2.2 Getting Up Tracking
- Training:
bash run_track.sh g1waist [your_exp_desc] [device] [traj_name]
# e.g. bash run_track.sh g1waist stage2_get_up cuda:0 getup_traj
- Evaluation:
bash eval_track.sh g1waist [your_exp_desc] [checkpoint] [traj_name]
# e.g. bash eval_track.sh g1waist stage2_get_up -1 getup_traj
2.3 Rolling Over Tracking
- Training:
bash run_track.sh g1waistroll [your_exp_desc] [device] [traj_name]
# bash run_track.sh g1waistroll stage2_roll_over cuda:0 rollover_traj
- Evaluation:
bash eval_track.sh g1waistroll [your_exp_desc] [checkpoint] [traj_name]
# e.g. bash eval_track.sh g1waist stage2_roll_over -1 rollover_traj
3. Save jit model
# bash to_jit.sh g1waist [your_exp_desc] # e.g. bash to_jit.sh g1waist pretrained_exp
python save_jit.py --proj_name g1waist_track --exptid [your_exp_desc] --checkpoint [checkpoint] --robot g1
# e.g. python save_jit.py --proj_name g1waist_track --exptid stage2_get_up --checkpoint -1 --robot g1
You can specify which checkpoint exactly to save by adding --checkpoint [int] to the command, this is default set as -1, which is the latest one.
You can display the jit policy by adding --use_jit in the eval script.
Notes
There are some useful notes:
Simulation Frequency
The simulation frequency has a huge impact on the performance of the policy.
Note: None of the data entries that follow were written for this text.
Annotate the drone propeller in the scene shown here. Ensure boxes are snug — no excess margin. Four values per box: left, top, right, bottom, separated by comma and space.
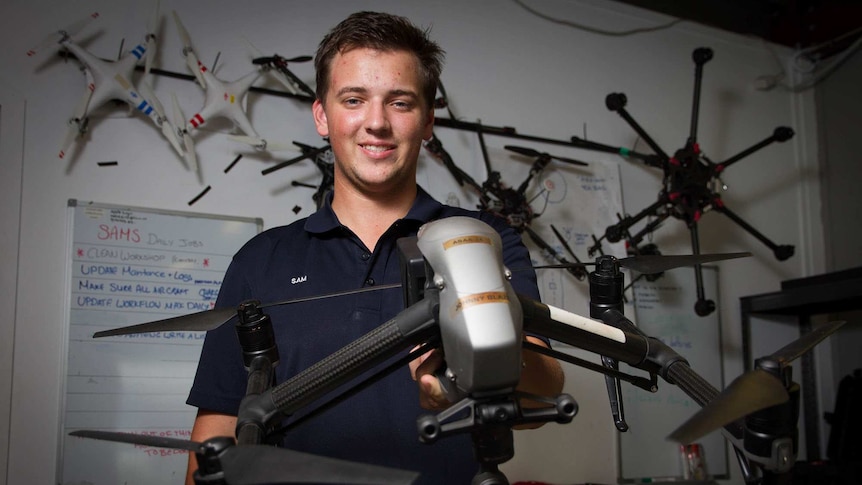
27, 12, 99, 57
668, 321, 845, 444
69, 430, 418, 485
503, 145, 590, 167
533, 252, 751, 274
243, 38, 314, 98
93, 283, 401, 338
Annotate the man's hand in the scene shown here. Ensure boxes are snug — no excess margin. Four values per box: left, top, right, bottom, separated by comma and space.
410, 349, 452, 411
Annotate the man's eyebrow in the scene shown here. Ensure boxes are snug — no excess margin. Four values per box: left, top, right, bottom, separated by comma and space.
335, 86, 368, 96
335, 86, 419, 98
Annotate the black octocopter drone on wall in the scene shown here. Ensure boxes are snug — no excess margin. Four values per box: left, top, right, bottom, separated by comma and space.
72, 217, 843, 485
572, 47, 794, 316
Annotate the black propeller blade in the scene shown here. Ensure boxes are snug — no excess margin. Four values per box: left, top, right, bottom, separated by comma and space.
251, 54, 313, 65
534, 252, 751, 274
503, 145, 590, 167
668, 321, 845, 444
69, 430, 419, 485
93, 283, 401, 338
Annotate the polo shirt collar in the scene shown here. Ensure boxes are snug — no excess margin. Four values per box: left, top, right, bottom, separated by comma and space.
305, 185, 443, 234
Most existing codebases for humanoid robots or quadruped robots use a sim frequency of 200Hz. This is enough for locomotion tasks like walking. For the getting up policy learning, we use a higher frequency of 1k Hz (dt=0.001). Although you can train a reasonable policy in simulation under 200Hz, but it will not work in the real world.
Collision Mesh
For the G1 humanoid robots, we have customized the original G1's collision mesh to simplified and modified collision mesh so that we can accelerate training and improve Sim2Real performance.
- g1_29dof_fixedwrist_custom_collision.urdf: Simplified collision mesh, 23 DoFs G1 with wrists' DoFs removed.
- g1_29dof_fixedwrist_custom_collision_with_head.urdf: Simplified collision mesh with the head (better for training rolling over), 23 DoFs G1 with wrists' DoFs removed.
- g1_29dof_fixedwrist_custom_collision.urdf: Full collision mesh, 23 DoFs G1 with wrists' DoFs removed.